Aconselhamento genético também pode ser útil para as mulheres deste grupo para melhor esclarecer o risco de cancro dos ovários e cancros relacionados.
Mulheres com risco hereditário (risco relativo mais de seis vezes superior ao do público em geral)
- li>> Embora não seja claro que o rastreio do cancro dos ovários resultará numa diminuição do número de mortes em mulheres com risco hereditário, aquelas que têm mutações nos genes de susceptibilidade ao cancro dos ovários devem submeter-se ao rastreio do cancro dos ovários utilizando uma combinação de ecografia transvaginal e testes CA-125. Para as mulheres com mutações no BRCA1 ou nos genes de reparação de má combinação, MLH1, MSH2, e MSH6, este rastreio deve geralmente começar entre os 30 e 35 anos de idade. Para as mulheres com mutações em BRCA2, o rastreio do cancro nos ovários deve ser iniciado entre os 35 e os 40 anos de idade.
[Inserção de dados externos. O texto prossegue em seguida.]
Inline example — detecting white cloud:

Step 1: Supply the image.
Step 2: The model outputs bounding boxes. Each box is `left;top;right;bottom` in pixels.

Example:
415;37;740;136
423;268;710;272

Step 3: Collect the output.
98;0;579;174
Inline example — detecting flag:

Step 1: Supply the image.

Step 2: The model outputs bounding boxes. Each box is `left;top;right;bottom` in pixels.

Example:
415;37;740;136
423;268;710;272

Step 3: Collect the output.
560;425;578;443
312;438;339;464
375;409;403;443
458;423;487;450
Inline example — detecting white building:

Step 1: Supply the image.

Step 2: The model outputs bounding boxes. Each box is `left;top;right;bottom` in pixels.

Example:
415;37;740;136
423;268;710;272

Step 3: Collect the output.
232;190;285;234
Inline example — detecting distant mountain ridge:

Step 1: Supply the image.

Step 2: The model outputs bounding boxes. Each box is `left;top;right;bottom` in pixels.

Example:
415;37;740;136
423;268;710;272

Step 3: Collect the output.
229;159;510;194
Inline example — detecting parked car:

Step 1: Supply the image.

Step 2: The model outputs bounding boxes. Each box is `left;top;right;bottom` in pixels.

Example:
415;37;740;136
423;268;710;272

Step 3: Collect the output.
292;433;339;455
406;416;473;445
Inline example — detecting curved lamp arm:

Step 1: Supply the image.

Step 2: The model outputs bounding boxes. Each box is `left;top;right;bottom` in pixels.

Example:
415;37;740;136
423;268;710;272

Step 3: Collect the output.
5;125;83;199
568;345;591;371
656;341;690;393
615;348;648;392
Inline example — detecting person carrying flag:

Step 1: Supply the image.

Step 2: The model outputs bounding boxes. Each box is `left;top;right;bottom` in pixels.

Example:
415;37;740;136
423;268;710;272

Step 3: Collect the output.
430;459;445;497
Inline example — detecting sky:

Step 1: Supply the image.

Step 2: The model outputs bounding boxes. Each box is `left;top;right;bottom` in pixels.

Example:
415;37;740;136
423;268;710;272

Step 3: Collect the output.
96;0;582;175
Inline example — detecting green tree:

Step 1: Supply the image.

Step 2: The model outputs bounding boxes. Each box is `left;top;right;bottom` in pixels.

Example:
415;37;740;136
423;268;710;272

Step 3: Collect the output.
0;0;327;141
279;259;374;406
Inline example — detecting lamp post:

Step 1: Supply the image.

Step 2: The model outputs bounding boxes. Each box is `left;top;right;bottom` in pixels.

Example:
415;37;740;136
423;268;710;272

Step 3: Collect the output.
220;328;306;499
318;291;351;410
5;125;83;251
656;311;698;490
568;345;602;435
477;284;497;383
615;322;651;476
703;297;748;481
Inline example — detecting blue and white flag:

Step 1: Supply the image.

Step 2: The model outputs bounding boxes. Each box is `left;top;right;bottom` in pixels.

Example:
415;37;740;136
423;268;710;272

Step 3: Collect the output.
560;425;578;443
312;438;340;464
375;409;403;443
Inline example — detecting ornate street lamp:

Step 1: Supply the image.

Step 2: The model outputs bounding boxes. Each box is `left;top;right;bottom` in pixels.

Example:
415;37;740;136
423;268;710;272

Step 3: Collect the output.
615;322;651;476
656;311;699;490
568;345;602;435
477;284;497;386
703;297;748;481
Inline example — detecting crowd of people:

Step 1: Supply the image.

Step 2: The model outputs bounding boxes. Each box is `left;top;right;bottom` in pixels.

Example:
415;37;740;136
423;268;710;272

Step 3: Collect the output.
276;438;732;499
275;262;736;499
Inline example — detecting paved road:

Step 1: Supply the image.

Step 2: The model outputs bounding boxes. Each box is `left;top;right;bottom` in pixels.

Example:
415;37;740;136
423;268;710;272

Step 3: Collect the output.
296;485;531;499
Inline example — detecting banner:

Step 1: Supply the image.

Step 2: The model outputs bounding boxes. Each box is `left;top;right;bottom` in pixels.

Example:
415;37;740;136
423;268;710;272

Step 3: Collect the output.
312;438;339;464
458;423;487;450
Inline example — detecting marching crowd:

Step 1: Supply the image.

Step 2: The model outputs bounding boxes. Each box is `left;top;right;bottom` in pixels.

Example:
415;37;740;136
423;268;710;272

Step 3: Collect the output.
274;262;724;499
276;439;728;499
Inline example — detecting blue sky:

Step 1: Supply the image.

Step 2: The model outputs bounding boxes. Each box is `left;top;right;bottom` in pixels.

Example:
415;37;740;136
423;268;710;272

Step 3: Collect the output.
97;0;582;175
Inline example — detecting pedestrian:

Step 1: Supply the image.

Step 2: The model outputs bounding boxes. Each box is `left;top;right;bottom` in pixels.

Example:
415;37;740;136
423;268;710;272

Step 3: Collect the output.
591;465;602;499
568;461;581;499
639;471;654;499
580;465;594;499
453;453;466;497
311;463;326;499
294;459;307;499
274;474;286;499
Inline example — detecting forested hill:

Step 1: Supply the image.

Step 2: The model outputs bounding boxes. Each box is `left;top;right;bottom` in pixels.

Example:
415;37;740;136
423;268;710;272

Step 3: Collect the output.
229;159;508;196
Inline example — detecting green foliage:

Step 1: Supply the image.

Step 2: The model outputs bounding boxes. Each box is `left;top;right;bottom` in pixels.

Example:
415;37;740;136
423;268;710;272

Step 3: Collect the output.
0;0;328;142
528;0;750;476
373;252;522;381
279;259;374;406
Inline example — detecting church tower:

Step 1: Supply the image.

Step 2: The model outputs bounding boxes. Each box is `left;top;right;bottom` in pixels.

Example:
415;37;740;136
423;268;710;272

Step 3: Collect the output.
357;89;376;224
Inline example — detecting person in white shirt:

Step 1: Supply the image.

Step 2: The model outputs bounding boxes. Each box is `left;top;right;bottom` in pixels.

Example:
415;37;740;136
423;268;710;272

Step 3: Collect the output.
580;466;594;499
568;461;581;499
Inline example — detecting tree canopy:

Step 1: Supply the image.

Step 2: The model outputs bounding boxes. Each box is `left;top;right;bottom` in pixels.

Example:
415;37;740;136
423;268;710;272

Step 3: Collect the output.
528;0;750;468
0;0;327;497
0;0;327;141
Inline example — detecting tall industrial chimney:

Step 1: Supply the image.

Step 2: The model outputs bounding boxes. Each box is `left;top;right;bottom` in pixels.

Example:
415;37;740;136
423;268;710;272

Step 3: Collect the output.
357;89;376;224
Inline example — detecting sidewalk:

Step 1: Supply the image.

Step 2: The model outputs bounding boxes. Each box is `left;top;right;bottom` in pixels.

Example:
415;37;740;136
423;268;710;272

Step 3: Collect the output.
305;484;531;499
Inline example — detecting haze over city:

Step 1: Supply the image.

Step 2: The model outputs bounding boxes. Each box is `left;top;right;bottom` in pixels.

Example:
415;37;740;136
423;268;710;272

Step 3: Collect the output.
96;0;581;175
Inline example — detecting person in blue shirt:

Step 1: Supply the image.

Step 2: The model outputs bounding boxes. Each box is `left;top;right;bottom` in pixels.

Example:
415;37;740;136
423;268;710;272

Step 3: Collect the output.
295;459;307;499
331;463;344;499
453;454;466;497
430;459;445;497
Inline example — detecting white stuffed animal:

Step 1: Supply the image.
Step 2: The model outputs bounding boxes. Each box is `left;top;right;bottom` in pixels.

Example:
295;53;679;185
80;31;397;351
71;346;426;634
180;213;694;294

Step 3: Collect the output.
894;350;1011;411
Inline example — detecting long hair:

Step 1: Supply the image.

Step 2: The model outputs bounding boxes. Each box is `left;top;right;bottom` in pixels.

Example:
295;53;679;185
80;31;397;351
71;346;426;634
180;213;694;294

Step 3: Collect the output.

Dadas as limitações do rastreio do cancro dos ovários, incluindo os riscos substanciais de resultados tanto falsos positivos como falsos negativos, a salpingo-oophorectomia (um procedimento cirúrgico que remove os ovários e as trompas de falópio de uma mulher) deve ser considerada após a conclusão do rastreio do cancro dos ovários por mulheres com predisposições hereditárias documentadas.
Saiba mais sobre a investigação por detrás das nossas directrizes de rastreio do cancro dos ovários.